Türkiye toprak gaspı peşinde mi

Devlet veya şirketler geri kalmış ve gelişmekte olan ülkelerde çok uzun süreler için toprak kiralıyorlar veya satın alıyorlar. Petrol veya tarım ürünleri üretiyorlar. Açıkça işgal etmenin yanında, şimdi bir de böylece ülkelerin topraklarına çok şık yöntemlerle el koyuyorlar. Küresel ısınma ve petrolün tükeniyor olması artık görünür bir gerçek. Bu durum bazı şirket ve devletleri harekete geçiriyor.

Ülkemiz de her iki yönüyle bu olayın dışında değil. Büyük devlet olmanın bunu gerektirdiği açıklanmış. Bu aslında düpedüz emperyalizm. Yurt dışında tarım yapan bir şirketin ülkemize faydası yok. Onun yurt dışındaki herhangi bir şirketten farkı yok. Mutlaka ürünleri Türkiye’ye getirmesi gerekmiyor. Getirse bile bunun yerli üreticiyi baltalamaktan başka pek bir yararı olacağını sanmam.

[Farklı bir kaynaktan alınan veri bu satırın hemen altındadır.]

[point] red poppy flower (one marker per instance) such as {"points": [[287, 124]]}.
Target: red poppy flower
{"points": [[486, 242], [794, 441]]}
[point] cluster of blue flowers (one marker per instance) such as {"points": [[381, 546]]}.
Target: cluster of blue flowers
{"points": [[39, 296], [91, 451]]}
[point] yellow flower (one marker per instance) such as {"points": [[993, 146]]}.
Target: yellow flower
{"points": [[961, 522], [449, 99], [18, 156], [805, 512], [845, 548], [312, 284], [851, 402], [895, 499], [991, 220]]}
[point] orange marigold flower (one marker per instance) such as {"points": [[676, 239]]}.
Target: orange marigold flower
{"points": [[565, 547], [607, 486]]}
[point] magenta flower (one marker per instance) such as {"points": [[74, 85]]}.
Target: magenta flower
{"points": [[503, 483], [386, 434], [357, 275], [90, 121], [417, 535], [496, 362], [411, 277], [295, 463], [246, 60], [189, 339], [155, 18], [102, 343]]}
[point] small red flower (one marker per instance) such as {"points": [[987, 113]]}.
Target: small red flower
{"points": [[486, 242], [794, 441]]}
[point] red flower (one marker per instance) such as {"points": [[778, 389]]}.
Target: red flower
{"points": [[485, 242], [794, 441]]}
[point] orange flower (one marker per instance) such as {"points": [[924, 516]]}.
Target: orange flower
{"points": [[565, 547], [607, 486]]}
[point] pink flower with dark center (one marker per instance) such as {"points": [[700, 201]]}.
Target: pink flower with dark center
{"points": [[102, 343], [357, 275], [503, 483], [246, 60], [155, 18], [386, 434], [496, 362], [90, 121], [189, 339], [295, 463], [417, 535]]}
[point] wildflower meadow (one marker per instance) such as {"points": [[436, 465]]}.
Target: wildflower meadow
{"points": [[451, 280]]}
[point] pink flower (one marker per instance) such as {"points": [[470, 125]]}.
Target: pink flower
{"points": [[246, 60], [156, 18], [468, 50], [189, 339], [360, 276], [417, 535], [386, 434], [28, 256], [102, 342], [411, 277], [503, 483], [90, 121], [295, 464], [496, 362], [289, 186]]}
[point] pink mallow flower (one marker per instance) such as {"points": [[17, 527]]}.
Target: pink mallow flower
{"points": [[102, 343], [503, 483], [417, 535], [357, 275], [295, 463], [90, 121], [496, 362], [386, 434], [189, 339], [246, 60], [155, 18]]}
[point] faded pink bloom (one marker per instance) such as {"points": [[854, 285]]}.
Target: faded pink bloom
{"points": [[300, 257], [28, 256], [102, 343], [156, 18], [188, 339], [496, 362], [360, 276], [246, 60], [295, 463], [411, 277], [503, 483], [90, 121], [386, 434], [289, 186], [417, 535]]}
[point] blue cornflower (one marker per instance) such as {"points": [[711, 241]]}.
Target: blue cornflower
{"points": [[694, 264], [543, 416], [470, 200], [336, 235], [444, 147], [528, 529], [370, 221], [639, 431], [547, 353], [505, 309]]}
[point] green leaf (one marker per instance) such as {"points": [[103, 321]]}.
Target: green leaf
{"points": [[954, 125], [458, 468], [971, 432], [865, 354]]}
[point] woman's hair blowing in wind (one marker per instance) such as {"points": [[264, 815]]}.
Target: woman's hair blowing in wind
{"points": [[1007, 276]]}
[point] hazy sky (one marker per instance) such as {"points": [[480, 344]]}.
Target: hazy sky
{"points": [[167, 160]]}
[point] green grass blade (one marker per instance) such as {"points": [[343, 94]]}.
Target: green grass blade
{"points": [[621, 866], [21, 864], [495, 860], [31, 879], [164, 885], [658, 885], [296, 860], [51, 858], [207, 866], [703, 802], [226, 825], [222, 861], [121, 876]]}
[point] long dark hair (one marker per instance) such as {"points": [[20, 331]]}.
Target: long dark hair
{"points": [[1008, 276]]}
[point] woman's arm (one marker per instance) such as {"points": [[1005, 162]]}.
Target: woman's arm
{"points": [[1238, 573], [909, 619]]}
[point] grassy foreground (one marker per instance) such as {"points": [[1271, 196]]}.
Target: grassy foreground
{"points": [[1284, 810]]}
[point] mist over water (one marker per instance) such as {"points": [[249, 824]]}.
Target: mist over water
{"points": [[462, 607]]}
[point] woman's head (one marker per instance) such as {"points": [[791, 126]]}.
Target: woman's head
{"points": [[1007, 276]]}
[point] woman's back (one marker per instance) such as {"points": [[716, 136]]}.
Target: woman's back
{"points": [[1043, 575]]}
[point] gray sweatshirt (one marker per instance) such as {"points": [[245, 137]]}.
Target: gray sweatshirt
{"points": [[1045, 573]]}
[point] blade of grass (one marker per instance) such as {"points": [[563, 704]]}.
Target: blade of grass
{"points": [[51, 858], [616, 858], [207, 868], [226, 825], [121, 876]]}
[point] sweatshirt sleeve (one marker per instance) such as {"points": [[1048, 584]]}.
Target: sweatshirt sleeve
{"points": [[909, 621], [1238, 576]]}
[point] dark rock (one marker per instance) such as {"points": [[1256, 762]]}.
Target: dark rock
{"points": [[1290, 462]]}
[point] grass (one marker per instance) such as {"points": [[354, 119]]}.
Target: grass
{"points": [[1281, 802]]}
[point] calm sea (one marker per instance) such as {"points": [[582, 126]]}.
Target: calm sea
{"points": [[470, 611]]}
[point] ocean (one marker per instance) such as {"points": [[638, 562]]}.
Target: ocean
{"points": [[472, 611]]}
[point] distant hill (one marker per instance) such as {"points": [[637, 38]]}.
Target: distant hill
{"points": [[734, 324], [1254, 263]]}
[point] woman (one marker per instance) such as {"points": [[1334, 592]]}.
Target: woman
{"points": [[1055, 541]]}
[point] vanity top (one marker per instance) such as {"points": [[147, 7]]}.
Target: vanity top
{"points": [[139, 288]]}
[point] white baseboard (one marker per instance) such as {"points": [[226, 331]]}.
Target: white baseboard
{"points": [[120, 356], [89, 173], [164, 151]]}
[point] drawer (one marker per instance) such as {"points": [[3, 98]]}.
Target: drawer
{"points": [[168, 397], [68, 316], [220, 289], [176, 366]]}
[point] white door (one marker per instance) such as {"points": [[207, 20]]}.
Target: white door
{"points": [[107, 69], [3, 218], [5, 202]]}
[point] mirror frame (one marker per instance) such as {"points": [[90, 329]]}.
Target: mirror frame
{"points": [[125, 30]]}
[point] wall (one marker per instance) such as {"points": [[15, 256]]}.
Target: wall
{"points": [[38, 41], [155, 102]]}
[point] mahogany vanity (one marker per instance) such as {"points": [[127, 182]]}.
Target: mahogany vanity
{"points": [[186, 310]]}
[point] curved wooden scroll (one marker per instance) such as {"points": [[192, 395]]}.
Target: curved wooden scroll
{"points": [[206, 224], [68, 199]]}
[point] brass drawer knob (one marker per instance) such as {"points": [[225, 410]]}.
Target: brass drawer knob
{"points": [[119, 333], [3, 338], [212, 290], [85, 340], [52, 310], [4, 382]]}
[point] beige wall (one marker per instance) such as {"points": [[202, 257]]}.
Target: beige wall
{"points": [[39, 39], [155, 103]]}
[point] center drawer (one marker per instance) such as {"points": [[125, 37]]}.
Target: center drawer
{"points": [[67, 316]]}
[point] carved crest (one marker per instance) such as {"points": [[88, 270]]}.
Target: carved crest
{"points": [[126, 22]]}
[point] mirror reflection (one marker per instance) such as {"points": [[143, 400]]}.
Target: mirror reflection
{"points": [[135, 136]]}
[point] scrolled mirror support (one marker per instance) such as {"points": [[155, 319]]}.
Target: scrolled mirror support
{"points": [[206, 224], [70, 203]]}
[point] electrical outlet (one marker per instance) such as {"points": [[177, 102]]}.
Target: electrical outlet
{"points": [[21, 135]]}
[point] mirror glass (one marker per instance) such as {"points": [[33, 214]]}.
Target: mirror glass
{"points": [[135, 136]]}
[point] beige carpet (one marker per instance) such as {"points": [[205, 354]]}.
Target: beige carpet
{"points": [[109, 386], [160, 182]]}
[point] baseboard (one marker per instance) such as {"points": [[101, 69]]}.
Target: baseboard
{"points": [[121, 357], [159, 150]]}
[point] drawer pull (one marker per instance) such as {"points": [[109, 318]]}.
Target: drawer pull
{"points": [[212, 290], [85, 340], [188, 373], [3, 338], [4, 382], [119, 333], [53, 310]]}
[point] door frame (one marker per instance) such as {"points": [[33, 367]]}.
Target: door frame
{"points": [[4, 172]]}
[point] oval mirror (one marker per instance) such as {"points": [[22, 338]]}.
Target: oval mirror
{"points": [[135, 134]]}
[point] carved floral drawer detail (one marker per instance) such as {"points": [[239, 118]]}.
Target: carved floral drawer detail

Arazi gaspı halklar ve yerel toplulukların gıda egemenlikleri için ciddi bir tehdit. Dünya Bankası bu yeni arazi gaspına yardımcı olmak için yedi ilke yayınlamış. Hatta Birleşmiş Milletler Gıda Tarım örgütü FAO ile IFAD ve UNCTAD gibi kuruluşlar Dünya Bankasını desteklemişler. Bu ilkeler arasında çevreye zarar vermemek falan da varmış. Bunlar aslında işi meşrulaştırmak için ortaya atılan laflar. Hatırlarsınız özelleştirme furyası da başlarken, sermayenin tabana yayılmasından, kooperatiflerin de işe girmesinden söz etmişlerdi. Bunlara inanan veya inanmış görünen çok insan çıkmıştı. Sonunda ne olduğunu biliyoruz. 

Gıda fiyatlarında başlayan hızlı artışlar arazi gaspı için iştahları arttırıyor. Bu arazileri ele geçiren şirketler ürünü, toprağı, doğayı kirleten, insanları işsiz bırakan endüstriyel tarım yöntemlerini kullanacaklardır. Bu soygun biran önce durdurulmalıdır. Bu soygundan en çok zarar görecek ülkelerden biri de Sudan’dır. Sudan’da insanlar açlıktan ölürken arazilerini başka ülke ve şirketlere vermeye teşvik edilmektedir. Başta La Via Campesina , FIAN,  Land Research Action Network,  GRAIN olmak üzere yüzlerce kuruluş arazi gaspına 22 Nisan 2010’da yayınladıkları bir bildiri ile karşı çıktılar. İstekleri kısaca şöyle:

1.    Araziler yerel toplulukların elinde kalmalı, eşitlik içinde toprak ve doğal kaynaklara ulaşımı için gerçek bir toprak reformu uygulanmalı.,
2.    Tarımsal-çevresel ilkelere göre çalışan köylü, küçük üretici, balıkçı, çobanları kuvvetle desteklemek gerekir. Katılımcı araştırma ve eğitim programları desteklenerek küçük ölçekli gıda üreticileri herkes için bol, sağlıklı gıda üretmeliler.
3.    Tarım ve ticaret politikalarını halkın katılabilmesi ve yararlanabilmesi amacıyla, gıda egemenliğine sahip çıkacak ve yerel, bölgesel pazarları destekleyecek şekilde düzenlemek gerekir.
4.    Yerel halkın toprak, su ve biyoçeşitliliği denetlemesini sağlayacak şekilde, topluluk yönetimli gıda ve çiftçilik sistemleri desteklenmelidir. Şirket ve diğer güçlü aktörlerin (devlet veya özel) tarımsal, kıyı ve otlak alanlarını , ormanlar ve sulak alanları ellerine geçirmelerini engelleyecek zorunlu düzenlemeler sağlamlaştırılmalıdır.